By Rabbi Menachem Margolin
I woke up on Friday morning to news that my face, along with that of some of my colleagues, was plastered around the European quarter in Brussels. We are – say the posters – ‘lobbying for genocide’.
The posters include our names, and the addresses of our work place. All that was missing was ‘wanted dead or alive’ and the amount of reward involved.
In his dystopian novel 1984, George Orwell writes: “It’s a beautiful thing, the destruction of words.”
The Holocaust, until recently, was most closely associated with the word genocide. The word genocide was itself created by a Jewish Refugee from Poland during world war two, Raphael Lemkin.
“The proto-typical Auschwitz-centered way of defining genocide as intentional large scale mass-murder must be overturned. We must treat genocidal recognition as a rhetorical achievement.” These sinister words, by a prominent pro-Palestinian ‘critical thinker’ have become an overarching goal for the opponents of the world’s only Jewish state.
To recast Jews as the agents of genocide, is to utterly turn the tables.
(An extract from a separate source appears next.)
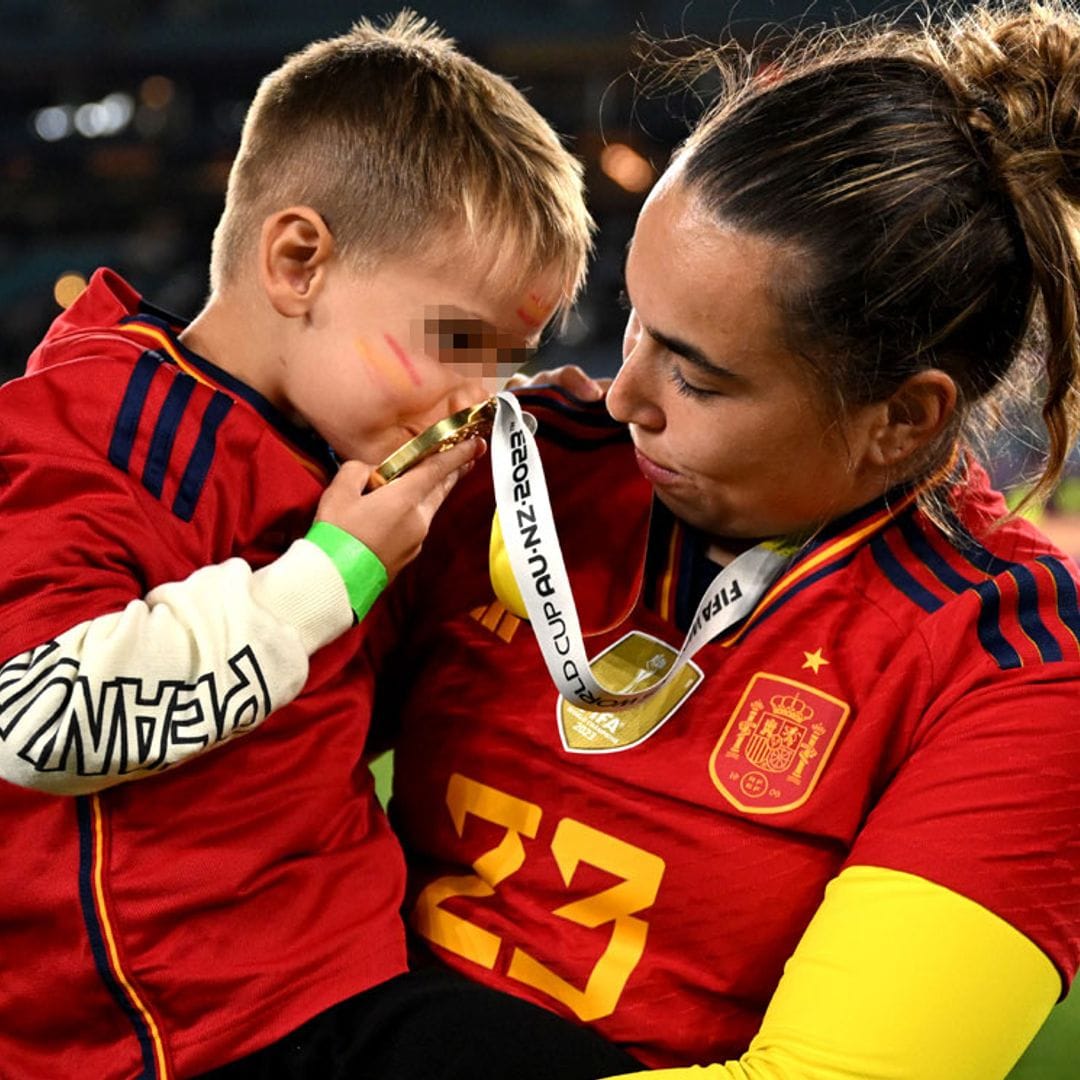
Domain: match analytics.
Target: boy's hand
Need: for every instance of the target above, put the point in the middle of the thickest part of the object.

If Gaza is a genocide, then Israel is as bad as the Nazis, and the Jews, who overwhelmingly support the world’s only Jewish state, are Nazi sympathisers. And no Nazi can have any moral claim over anything. That is much more than a ‘rhetorical achievement’. It is victory for the total perversion of language.
I want to be clear. This isn’t some academic argument, or a battle of ideas. The consequences of this ‘work’ represent a death threat against every Jew in Europe. After all who wants a genocidal Nazi Jew living in their neighbourhood? Or in Europe?
We received some personal messages of support, but unfortunately, no political leader has publicly condemned it. It would have been appropriate to immediately provide protection for prominent Jewish figures who have become targets and whose lives are in danger. That hasn’t happened either
As I write, the European Parliament is preparing to hold a debate entitled the ‘genocide in Gaza’, and last Sunday, as my colleagues and I were dealing with the police, thousands were allowed to march through the Belgian Capital espousing the language of genocide. Walking past the posters, seeing our faces. Making a mental note. We can only hope that is as far as it goes.
But hope is in desperately short supply for Jews in Belgium, and across the continent.
For my colleagues and I, the life-threatening language means that we have been advised to work from home. We have been told to wear baseball caps, and to try different routes as we go about our daily lives. We – who are accused of lobbying for genocide – now have a target on our backs. The term, for a people who just want to live in peace, is deeply offensive given that most our families lost loved ones during the Holocaust.
While the posters represent a new low in the Mariana trench that is European antisemitism, in the overall experience for Jews across Europe today, it is simply a case of business as usual.
And this sad, scary and Orwellian world that Jews live in today will continue to endure and worsen, unless governments, including the European Union, are prepared to stand up and wrestle the word genocide from those who find the destruction of European Jewry, and the world’s only Jewish state, to be “a beautiful thing’. If they do not Europe will be plumbing new and dangerous depths of hate, last seen on this Continent 80 short years ago.
Rabbi Menachem Margolin is Chairman of the European Jewish Association (EJA), an organization based in Brussels which represents dozens of Jewish communities across Europe.